¿Sabes qué es la peligrosa práctica sexual del muelle?

Todos tenemos ese recuerdo. Estar con nuestros amigos en una de esas tardes de verano, ponernos en círculo, girar la botella de algún refresco y esperar que te señalara a ti y a la persona que tanto te gustaba. ¿Quién no recuerda aquellos primeros besos con el juego de “la botella”? Pues parece que ahora los besos, saben a poco. Porque los juegos de iniciación sexual se han vuelto bastante más peligrosos.

Así, han saltado las alertas al conocer el nuevo juego entre adolescentes denominado “el muelle” o “la ruleta sexual”. Tal y como explica la sexóloga Nayara Malnero “consiste en dos círculos, de chicos y chicas, en los que se va rotando para penetrarse (obviamente sin protección, ya que en tal caso tendrían que cambiar de preservativo con cada pareja nueva). Pierde el que eyacula, hasta que solo quede uno”.

Los peligros, obviamente, son muchos. En primer lugar, porque el practicar sexo entre diferentes personas sin preservativo, aumenta las probabilidades de contraer infecciones de transmisión sexual. También, la posibilidades de un embarazo no deseado, del que quizás ni si quiera se pueda saber quién es el padre, con todo el impacto psicológico que eso pueda tener a determinada edad. Como matiza la sexóloga, “si estas consecuencias son duras en contextos más habituales, cabe imaginar que pueden serlo más  bajo estas circunstancias”.

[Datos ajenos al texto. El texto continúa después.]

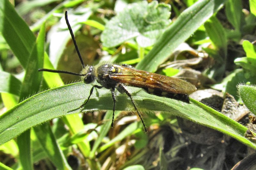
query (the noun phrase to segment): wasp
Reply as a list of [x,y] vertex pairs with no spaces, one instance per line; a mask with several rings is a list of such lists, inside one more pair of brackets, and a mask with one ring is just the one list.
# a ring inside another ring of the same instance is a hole
[[86,101],[80,107],[82,108],[89,101],[94,88],[103,88],[110,90],[114,101],[113,114],[111,126],[114,125],[115,108],[116,103],[116,89],[120,93],[125,93],[130,98],[135,110],[147,132],[145,123],[132,99],[132,95],[125,88],[127,86],[139,87],[148,93],[157,96],[171,98],[189,103],[188,94],[196,90],[193,85],[183,80],[135,69],[127,64],[119,65],[105,63],[98,66],[85,66],[76,44],[75,36],[68,18],[68,12],[65,12],[65,19],[76,50],[83,67],[80,73],[66,71],[46,69],[38,70],[54,73],[64,73],[79,76],[85,84],[93,83],[96,80],[100,85],[94,85],[90,91]]

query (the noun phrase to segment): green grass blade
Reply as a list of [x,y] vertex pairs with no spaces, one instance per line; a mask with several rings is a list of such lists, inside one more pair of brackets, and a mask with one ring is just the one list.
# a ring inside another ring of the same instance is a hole
[[36,37],[8,0],[0,3],[0,32],[22,67],[26,68]]
[[181,43],[217,11],[225,0],[198,1],[184,11],[159,39],[136,68],[150,72],[166,60]]
[[[77,113],[78,111],[76,109],[79,109],[86,100],[92,87],[92,85],[85,85],[82,82],[68,85],[39,93],[18,104],[0,116],[0,144],[31,127],[55,117]],[[188,104],[152,96],[141,89],[128,87],[127,89],[140,110],[160,111],[188,119],[256,148],[255,144],[244,137],[246,128],[200,102],[191,99],[191,104]],[[113,105],[109,104],[112,100],[111,96],[108,90],[95,90],[84,111],[112,110]],[[117,101],[116,110],[133,110],[130,100],[125,94],[118,94]]]
[[247,108],[256,115],[256,87],[240,85],[237,86],[239,96]]
[[8,93],[20,95],[20,81],[12,74],[0,71],[0,92]]
[[38,141],[48,157],[58,169],[72,169],[56,142],[49,122],[34,128]]

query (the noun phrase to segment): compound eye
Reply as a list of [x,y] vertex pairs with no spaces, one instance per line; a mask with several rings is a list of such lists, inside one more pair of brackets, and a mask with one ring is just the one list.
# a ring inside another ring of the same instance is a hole
[[94,81],[94,78],[91,73],[87,74],[84,78],[84,82],[85,84],[90,84]]

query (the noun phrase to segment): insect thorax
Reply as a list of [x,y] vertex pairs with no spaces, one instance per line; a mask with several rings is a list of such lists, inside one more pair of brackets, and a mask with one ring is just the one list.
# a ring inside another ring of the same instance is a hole
[[96,73],[98,82],[107,89],[114,89],[119,82],[111,79],[109,75],[113,73],[121,74],[121,70],[117,66],[108,63],[99,66]]

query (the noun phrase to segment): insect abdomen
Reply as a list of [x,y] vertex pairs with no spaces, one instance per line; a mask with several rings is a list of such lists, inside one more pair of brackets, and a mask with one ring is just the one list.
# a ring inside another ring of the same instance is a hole
[[169,93],[158,89],[143,88],[149,94],[153,94],[158,96],[173,99],[176,100],[184,101],[189,103],[189,98],[188,95],[186,94],[178,94]]

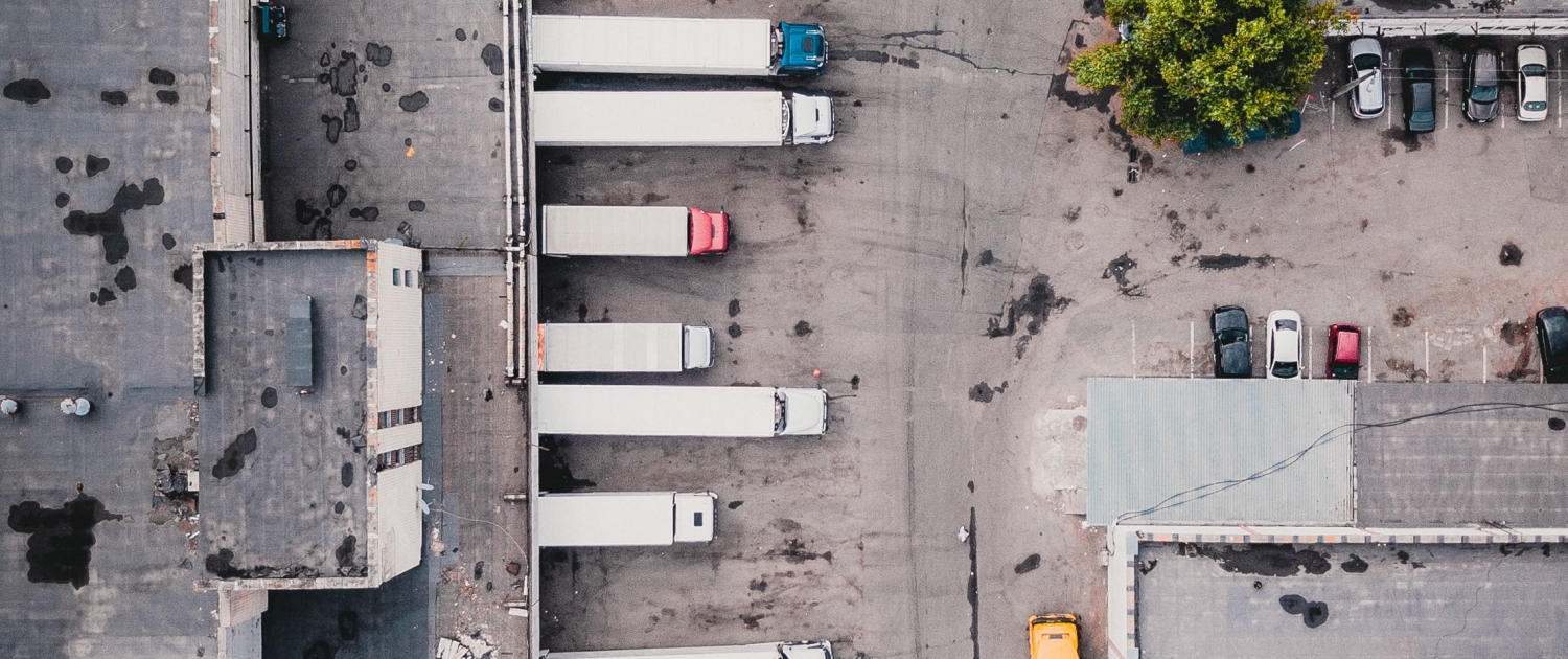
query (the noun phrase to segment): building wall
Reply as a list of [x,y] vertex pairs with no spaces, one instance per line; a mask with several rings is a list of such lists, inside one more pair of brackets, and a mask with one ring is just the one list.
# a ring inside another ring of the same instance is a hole
[[419,249],[387,243],[379,243],[368,256],[373,257],[368,320],[378,347],[372,411],[419,406],[425,380],[422,256]]
[[[425,463],[414,461],[376,474],[376,533],[379,537],[378,584],[419,565],[423,537],[419,510],[419,483],[423,482]],[[376,546],[376,544],[372,544]]]

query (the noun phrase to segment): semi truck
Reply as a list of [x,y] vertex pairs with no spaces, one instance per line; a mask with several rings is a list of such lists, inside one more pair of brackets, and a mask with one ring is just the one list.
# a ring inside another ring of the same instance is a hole
[[539,494],[539,546],[615,548],[713,541],[713,493]]
[[828,392],[771,386],[539,384],[544,435],[771,438],[822,435]]
[[701,256],[729,251],[729,213],[684,206],[544,206],[546,256]]
[[724,645],[707,648],[597,650],[549,653],[549,659],[833,659],[826,640]]
[[768,19],[533,16],[533,66],[579,74],[820,75],[822,25]]
[[538,146],[784,146],[833,141],[833,99],[792,91],[538,91]]
[[681,323],[541,323],[547,373],[679,373],[713,366],[713,328]]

La solución ante esta problemática, está de nuevo en la educación sexual . “Muy probablemente, quienes practican la ruleta sigan basándose en la creencia de que, si el hombre no eyacula (absurdo por otro lado, ya que acaban eyaculando igualmente) la relación no implicará riesgos”, explica Malnero.

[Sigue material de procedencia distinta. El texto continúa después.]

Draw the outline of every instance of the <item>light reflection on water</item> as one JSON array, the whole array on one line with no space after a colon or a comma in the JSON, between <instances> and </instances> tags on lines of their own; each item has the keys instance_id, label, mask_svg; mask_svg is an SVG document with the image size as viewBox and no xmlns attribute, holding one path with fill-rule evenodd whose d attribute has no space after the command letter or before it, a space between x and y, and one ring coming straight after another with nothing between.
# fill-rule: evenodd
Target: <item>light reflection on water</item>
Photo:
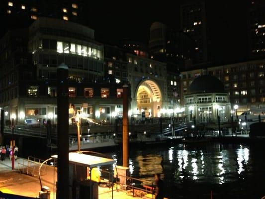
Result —
<instances>
[{"instance_id":1,"label":"light reflection on water","mask_svg":"<svg viewBox=\"0 0 265 199\"><path fill-rule=\"evenodd\" d=\"M201 148L192 148L179 144L174 147L152 148L148 151L130 151L129 160L132 176L153 181L155 173L171 178L176 183L184 180L222 184L236 180L237 175L251 170L249 165L250 150L247 146L232 145L225 147L219 144ZM121 162L121 153L112 158ZM167 179L166 179L167 180Z\"/></svg>"}]
</instances>

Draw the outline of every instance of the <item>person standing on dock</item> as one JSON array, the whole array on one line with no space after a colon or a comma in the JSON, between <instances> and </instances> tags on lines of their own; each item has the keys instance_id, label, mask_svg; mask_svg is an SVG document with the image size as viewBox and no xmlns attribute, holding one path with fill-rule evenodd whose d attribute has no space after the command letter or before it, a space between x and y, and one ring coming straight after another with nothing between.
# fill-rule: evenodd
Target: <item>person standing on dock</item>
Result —
<instances>
[{"instance_id":1,"label":"person standing on dock","mask_svg":"<svg viewBox=\"0 0 265 199\"><path fill-rule=\"evenodd\" d=\"M160 174L155 175L155 183L156 184L156 189L155 190L155 195L156 199L164 199L164 182L160 179Z\"/></svg>"},{"instance_id":2,"label":"person standing on dock","mask_svg":"<svg viewBox=\"0 0 265 199\"><path fill-rule=\"evenodd\" d=\"M18 155L18 148L15 146L15 148L14 149L14 157L15 160L17 159L17 155Z\"/></svg>"}]
</instances>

AIDS and Safe sex concept of condom on banana

Para poder desterrar estos falsos mitos,  “hay que hablar de ello, no volvamos a la creencia de que hablar de algo es animar a hacerlo, cuando ocurre justo lo contrario. Hay que concienciarlos”. No solo desde el punto de vista físico, también desde la parte afectiva, porque como dice la experta, “no me extrañaría nada que algún chico/a accediese a este tipo de prácticas para, al menos, conseguir un contacto (aunque sean migajas) de aquel de quién está enamorado/a”.

Respecto a por qué surgen estos juegos no hay un estudio al respecto y las causas con las que especular pueden ser muchas. La banalización de la sexualidad, la idea de que cuando se tiene todo se buscan emociones de riesgo o simplemente la falta de información o de percepción del riesgo. Incluso algunas otras, que según la sexóloga podrían tener que ver “con un mayor acceso a consumo de alcohol y drogas que desinhiben, el no saber divertirse de otras maneras (ahora tenemos más opciones pero el ocio juvenil se reduce cada vez a menos cosas, la mayoría insalubres), y competiciones absurdas”, que precisamente son muy típicas en esta edad. Al fin y al cabo “que los más jóvenes quieran probarlo todo es normal, sobre todo si no se les educa sobre ello”.

A modo de conclusión, Malnero recuerda que el juego de la botella, tal y como lo conocíamos, sigue existiendo, y que quizás no estaría más volver a darle el valor que tenían a aquellos primeros besos furtivos.